HSA, HMO, PPO, EPO, POS… one of these things is not like the other. Yes, they're all related to health insurance, but did you know that your HSA-qualified plan will also be either an HMO, PPO, EPO or POS?

To catch you up, here's a quick rundown of what these acronyms stand for:

  • HMO (health maintenance organization): Requires a referral from your primary care doctor before you can see a specialist. Out-of-network care is generally not covered.
  • PPO (preferred provider organization): You can see a specialist without a referral from your primary care doctor. Out-of-network care is covered, but with higher out-of-pocket costs.
  • EPO (exclusive provider organization): You don't need a referral to see a specialist, but you may need to get prior authorization from your insurance company before you get treatment. Out-of-network care is generally not covered.
  • POS (point of service): You'll likely need a referral from your primary care physician in order to see a specialist. You'll also often have coverage for out-of-network care (with higher out-of-pocket costs) as long as you get a referral.

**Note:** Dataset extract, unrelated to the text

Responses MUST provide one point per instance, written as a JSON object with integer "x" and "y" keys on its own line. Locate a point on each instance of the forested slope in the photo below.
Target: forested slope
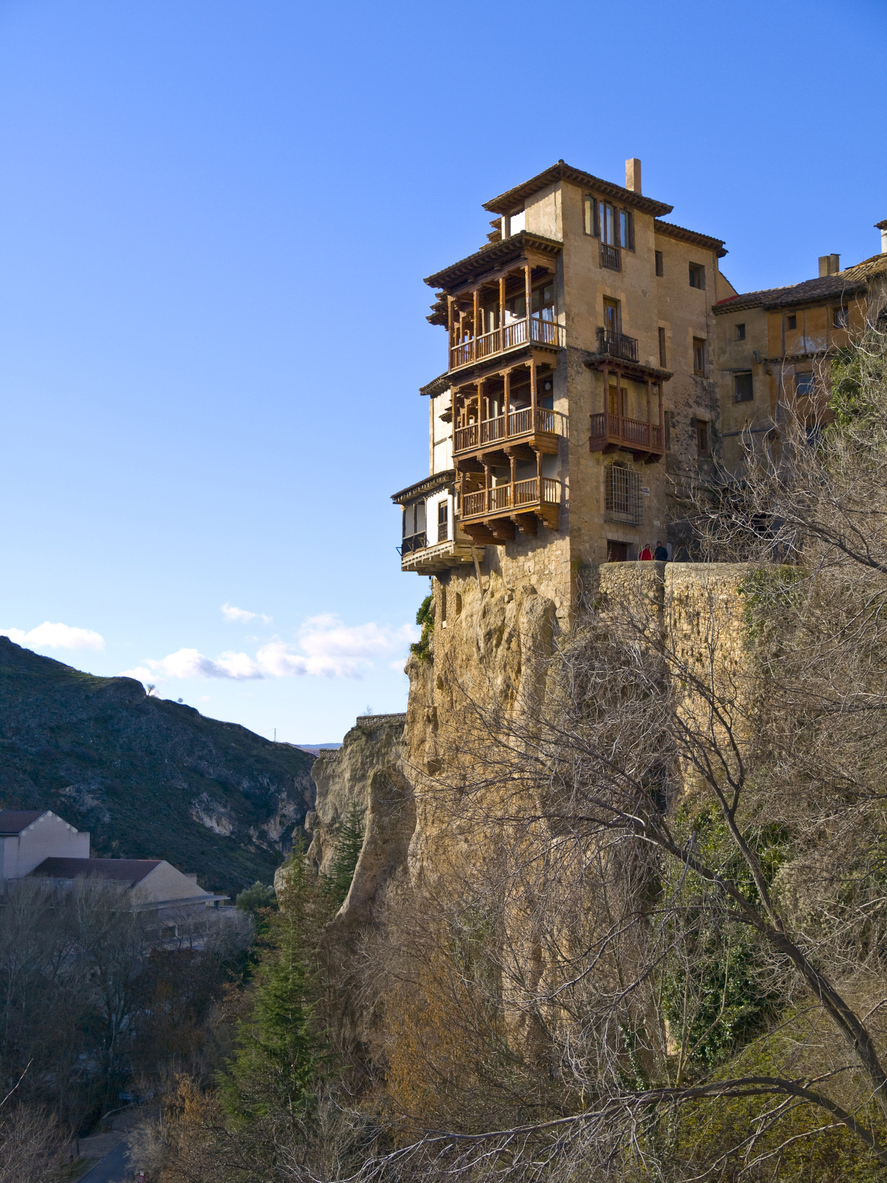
{"x": 149, "y": 777}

It's common to hear people say they're trying to decide "between an HSA and an HMO" for example, or "between and HSA and a PPO."

But the terms HMO, PPO, EPO and POS are used to describe the way the health plan is managed in terms of the provider network, whether out-of-network care is covered, and whether you'll need a referral from your primary care physician in order to see a specialist. However, those things have no bearing on whether a plan is HSA-qualified.

So when you're considering the coverage options, you're actually looking at two separate questions:

  • Do you want a plan that's HSA-qualified? If so, you'll need to select a high deductible health plan (HDHP). If it's compatible with the rules that the IRS has for HSA-qualified plans, it should be labeled as such.
  • What sort of plan management do you prefer in terms of the plan's provider network? This is where the HMO, PPO, EPO or POS question comes in, although you may not have all those types of coverage available to you.

If you want to be able to contribute to an HSA, you'll need to have coverage under an HSA-qualified HDHP, which is strictly defined by the IRS. If you enroll in any other additional type of medical coverage, even if it has a high deductible, it'll likely disqualify you from being able to make contributions to an HSA.

But it doesn't matter what sort of managed care setup your HDHP has.

The IRS doesn't care whether your HDHP covers out-of-network care, or whether it requires you to get a referral from your primary care doctor before you see a specialist.

There may only be one HDHP option available to you — if that's the case, you'll need to enroll in it in order to make HSA contributions. But if you're in the enviable position of having multiple HDHPs available to you — maybe you're buying your own coverage in a highly competitive market, for example — you can pick whichever one best suits your needs.

So the takeaway here is this: Whatever HDHP you pick will also be either an HMO, a PPO, an EPO or a POS. Those acronyms describe what the health plan requires of you, in terms of things like obtaining prior authorization and referrals, and whether the plan is going to cover care outside its provider network.

But they don't have anything to do with whether your plan is HSA-qualified, since that depends on the benefits themselves (i.e., the size of the deductible and out-of-pocket costs, and whether anything is covered before the deductible).